Moral hukum hak, yang dibuat di sana adalah neka hang langang, neka nggopet agu tako, neka loma.
Ketiga, iman.
Orang Manggarai sangat beriman. Konsep iman orang Manggarai tampak dalam ungkapan: Morin Jari agu Dedek, Parn Awon Kolepn Sale, Ame Rinding Mane agu Ine Rinding Wie.
Ngelong, teing hang, ritual-ritual suci lainnya adalah wujud iman orang Manggarai. Orang Manggarai sejak lahir hingga kematiannya adalah ritual iman.
Lihat saja barong wae, barong boa, lilik compang dan ritual lainnya adalah tanda keimanan orang Manggarai. Adapula tempat sesajen namanya langkar. Bahkan, lokasi atau tempat yang suci yang tak ternilai harganya di Manggarai adalah compang. Compang adalah tempat kudus di mana Allah Pencipta hadir dan mencurahkan rahmatnya.

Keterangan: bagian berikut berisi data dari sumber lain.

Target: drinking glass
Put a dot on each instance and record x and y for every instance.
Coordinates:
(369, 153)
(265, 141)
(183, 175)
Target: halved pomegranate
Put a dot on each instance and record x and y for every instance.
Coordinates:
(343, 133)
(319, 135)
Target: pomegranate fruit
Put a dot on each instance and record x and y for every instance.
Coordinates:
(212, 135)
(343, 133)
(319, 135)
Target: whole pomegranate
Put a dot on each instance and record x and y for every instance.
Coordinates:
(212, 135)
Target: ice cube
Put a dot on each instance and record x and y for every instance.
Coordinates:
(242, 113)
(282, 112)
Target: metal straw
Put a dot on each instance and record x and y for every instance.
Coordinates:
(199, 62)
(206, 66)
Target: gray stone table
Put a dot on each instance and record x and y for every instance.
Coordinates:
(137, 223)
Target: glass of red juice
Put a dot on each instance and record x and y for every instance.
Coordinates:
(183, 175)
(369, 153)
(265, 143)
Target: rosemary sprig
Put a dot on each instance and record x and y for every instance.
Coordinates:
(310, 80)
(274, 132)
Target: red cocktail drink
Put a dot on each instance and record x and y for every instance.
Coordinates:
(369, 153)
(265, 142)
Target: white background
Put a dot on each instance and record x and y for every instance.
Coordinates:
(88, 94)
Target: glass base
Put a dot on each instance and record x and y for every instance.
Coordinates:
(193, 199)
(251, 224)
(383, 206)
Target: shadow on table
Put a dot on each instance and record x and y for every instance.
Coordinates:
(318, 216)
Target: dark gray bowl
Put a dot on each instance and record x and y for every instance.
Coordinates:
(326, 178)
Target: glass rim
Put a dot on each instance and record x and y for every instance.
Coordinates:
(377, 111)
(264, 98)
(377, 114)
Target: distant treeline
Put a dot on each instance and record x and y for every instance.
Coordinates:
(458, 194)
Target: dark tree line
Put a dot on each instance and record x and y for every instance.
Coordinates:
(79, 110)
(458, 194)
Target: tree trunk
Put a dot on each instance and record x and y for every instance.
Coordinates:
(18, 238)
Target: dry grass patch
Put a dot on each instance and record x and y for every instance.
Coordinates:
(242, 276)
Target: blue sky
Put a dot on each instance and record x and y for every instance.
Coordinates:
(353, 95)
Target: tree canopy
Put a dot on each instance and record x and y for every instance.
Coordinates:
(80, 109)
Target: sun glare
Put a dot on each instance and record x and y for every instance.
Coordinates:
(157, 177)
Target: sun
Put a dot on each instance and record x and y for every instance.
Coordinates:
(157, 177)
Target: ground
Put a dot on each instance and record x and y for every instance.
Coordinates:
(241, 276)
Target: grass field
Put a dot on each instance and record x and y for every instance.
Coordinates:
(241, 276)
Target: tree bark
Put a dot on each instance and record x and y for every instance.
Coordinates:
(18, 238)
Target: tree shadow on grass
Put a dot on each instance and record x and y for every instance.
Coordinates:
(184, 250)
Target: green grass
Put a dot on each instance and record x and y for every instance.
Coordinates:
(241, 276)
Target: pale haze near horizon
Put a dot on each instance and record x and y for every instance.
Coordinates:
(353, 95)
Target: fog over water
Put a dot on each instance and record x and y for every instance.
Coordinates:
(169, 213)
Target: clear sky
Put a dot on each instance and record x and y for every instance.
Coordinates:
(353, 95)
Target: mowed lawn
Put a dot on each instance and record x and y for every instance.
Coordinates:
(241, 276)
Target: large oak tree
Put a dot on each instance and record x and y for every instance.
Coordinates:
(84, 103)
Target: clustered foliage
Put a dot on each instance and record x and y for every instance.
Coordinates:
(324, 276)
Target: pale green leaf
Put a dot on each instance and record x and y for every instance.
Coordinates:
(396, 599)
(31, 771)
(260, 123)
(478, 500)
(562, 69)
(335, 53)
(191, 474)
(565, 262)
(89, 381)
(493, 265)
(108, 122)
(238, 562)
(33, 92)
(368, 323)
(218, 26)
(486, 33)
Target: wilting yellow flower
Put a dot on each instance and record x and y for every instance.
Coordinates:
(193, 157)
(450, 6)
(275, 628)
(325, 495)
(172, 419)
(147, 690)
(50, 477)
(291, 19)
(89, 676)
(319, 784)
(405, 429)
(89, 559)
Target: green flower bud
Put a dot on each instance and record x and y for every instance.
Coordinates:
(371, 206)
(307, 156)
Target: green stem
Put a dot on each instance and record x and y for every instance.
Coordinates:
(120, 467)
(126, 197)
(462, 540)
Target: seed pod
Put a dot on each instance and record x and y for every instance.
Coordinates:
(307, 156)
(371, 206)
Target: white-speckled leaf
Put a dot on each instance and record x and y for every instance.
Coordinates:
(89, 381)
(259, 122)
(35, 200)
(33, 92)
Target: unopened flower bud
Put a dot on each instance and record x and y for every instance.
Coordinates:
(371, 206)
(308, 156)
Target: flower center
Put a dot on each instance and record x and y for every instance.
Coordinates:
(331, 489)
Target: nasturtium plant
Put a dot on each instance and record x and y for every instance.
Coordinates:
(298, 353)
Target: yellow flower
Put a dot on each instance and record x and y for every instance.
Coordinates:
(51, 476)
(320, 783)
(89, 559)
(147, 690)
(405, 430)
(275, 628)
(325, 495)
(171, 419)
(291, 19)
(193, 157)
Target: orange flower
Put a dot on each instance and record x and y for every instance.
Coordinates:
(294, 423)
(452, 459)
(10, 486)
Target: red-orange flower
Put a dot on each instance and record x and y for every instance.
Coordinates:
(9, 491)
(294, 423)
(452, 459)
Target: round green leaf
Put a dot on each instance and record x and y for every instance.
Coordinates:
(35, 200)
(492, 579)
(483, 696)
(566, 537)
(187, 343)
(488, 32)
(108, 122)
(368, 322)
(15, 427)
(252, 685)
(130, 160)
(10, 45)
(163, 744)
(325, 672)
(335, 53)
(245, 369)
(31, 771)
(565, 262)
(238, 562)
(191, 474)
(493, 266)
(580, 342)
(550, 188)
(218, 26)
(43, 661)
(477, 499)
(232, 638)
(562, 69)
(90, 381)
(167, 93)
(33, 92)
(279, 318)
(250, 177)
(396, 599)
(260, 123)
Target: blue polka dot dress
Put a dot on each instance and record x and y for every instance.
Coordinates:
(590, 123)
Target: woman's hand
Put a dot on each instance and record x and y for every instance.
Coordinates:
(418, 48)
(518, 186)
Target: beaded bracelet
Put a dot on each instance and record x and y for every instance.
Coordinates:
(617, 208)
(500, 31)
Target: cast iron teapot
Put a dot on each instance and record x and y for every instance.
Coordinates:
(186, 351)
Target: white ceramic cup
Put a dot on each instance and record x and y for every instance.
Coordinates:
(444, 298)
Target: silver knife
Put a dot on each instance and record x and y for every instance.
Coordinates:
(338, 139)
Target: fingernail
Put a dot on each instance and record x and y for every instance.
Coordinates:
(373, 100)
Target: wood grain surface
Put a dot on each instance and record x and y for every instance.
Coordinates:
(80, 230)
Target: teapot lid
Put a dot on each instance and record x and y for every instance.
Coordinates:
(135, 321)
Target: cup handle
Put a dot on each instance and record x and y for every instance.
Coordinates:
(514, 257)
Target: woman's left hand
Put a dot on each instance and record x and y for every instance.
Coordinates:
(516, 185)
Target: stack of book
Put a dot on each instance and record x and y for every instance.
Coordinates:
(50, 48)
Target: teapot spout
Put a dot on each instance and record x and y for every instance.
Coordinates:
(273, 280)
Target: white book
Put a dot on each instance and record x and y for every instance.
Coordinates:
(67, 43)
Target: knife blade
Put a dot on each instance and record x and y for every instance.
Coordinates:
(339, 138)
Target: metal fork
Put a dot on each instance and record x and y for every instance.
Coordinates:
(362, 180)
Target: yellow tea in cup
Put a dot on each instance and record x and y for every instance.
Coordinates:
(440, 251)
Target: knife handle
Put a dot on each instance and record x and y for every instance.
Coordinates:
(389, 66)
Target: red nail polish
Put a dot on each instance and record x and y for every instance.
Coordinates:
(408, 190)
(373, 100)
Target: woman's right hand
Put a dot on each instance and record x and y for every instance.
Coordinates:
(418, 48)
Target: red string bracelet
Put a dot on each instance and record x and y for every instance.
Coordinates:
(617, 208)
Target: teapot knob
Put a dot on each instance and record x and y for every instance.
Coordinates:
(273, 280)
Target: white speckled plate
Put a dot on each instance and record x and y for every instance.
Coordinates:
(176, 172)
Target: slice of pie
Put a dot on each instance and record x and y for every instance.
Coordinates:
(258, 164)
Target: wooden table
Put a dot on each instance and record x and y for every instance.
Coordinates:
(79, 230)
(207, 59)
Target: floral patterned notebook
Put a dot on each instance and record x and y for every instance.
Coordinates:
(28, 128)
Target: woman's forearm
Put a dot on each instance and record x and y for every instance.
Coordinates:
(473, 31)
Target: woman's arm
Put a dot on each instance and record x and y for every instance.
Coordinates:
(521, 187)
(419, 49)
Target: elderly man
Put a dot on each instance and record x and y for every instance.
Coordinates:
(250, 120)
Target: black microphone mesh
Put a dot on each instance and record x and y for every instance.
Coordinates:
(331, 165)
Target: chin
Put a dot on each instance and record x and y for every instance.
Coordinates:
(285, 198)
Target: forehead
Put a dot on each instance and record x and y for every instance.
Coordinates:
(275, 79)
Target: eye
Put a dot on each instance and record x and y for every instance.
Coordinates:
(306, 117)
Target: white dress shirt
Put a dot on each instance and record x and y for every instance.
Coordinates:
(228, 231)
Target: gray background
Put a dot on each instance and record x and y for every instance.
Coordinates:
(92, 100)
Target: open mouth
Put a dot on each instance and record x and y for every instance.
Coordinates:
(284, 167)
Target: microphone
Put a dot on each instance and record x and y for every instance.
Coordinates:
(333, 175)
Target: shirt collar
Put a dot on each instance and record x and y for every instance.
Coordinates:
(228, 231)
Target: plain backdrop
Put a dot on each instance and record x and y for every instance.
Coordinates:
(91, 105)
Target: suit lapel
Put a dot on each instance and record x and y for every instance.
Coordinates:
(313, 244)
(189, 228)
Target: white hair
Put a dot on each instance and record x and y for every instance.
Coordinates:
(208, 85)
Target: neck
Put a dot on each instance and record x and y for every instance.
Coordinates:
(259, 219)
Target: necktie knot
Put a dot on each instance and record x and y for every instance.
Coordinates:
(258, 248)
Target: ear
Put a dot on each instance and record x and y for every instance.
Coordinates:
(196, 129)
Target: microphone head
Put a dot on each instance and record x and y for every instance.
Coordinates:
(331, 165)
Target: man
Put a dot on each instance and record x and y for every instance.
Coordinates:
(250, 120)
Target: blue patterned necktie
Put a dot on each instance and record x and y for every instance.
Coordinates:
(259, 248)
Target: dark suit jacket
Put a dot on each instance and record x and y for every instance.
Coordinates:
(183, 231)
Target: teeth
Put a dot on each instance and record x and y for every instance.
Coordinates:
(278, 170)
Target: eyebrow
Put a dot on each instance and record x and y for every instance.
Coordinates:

Lihat juga orang Manggarai percaya pada wura agu ceki juga naga. Naga dimengerti sebagai pelindung kampung dan mbaru.
Orang Manggarai itu tidak percaya pada yang sia-sia karena orang Manggarai tidak boleh lancung atau berdoa meminta perlindungan dari mata air untuk keselamatannya kecuali ngelong.
Lancung sangat berbeda dengan ngelong. Ngelong adalah sebuah metodik harmonisasi, rekonsiliasi sebagai medium silih dosa karena itu dianjurkan sebagai penghidupan, penyegaran kembali ketika telah pernah melakukan kesalahan.
Apa sebenarnya yang mendasari iman orang Manggarai melalui ritual-ritual yang puncaknya di compang? Dasarnya adalah Trinity di mana Allah Yesus hadir sebagai tujuan dan subyek persembahan di compang tersebut. Itu dia intinya semua ritual suci orang Manggarai.